The Koreas used the same time zone for decades before the North in 2015 created its own "Pyongyang Time" by setting its clocks 30 minutes behind South Korea and Japan. It said at the time that it did so to root out the legacy of Tokyo's 1910-1945 colonial rule of the Korean Peninsula, when clocks in Korea were changed to be the same as in Japan.

"Pyongyang Time" was created as tensions between the authoritarian country and the US grew over Pyongyang's nuclear weapons program and international sanctions aimed at dismantling it. 

"First practical step"

But in recent months relations between the Koreas have warmed dramatically, with Kim and South Korean President Moon Jae-in pledging at their summit last week to rid the peninsula of nuclear weapons.

The summit produced many steps toward reconciliation, including an agreement to resume reunions of families by war, though it lacked a breakthrough in the nuclear standoff.
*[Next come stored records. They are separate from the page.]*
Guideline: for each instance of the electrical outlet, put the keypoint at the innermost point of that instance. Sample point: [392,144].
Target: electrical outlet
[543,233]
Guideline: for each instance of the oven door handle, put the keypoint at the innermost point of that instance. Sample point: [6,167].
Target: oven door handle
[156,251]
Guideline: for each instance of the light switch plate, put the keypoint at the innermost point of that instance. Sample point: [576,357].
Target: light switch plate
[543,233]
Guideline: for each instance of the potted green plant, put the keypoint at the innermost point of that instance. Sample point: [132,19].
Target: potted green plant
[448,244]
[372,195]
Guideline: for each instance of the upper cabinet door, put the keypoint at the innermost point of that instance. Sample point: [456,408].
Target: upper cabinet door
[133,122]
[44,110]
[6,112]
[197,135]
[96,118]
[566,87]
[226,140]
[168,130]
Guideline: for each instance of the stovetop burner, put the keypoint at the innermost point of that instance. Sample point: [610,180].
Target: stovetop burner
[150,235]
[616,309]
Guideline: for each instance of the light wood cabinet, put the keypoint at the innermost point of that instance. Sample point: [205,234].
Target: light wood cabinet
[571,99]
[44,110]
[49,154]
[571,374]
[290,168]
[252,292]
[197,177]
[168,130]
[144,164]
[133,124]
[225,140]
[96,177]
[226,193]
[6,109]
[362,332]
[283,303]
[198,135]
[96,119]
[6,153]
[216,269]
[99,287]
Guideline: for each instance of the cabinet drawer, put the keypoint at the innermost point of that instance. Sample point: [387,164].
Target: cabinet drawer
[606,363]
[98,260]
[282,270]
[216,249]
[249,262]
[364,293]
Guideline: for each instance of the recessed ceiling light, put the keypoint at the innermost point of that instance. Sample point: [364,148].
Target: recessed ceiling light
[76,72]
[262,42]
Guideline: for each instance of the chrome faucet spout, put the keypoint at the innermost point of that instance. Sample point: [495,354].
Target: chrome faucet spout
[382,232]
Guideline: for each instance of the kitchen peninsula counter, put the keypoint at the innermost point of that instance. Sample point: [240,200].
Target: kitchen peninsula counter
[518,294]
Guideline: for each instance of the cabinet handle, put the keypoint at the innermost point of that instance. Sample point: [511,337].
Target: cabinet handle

Those details await Kim and US President Donald Trump, who are expected to meet in the coming weeks.

KCNA earlier said Kim proposed returning North Korea to the South's time zone because it was "a painful wrench to see two clocks indicating Pyongyang and Seoul times hanging on a wall of the summit venue."

The news agency said resynchronizing North and South Korean time was "the first practical step" since the summit "to speed up the process for the north and the south to become one and turn their different and separated things into the same and single ones."

According to South Korea, Kim has said he'd be willing to give up his nukes if the United States commits to a formal end to the Korean War and pledges not to attack the North. 

But Kim's exact demands for relinquishing weapons that his nation spent decades building remains unclear.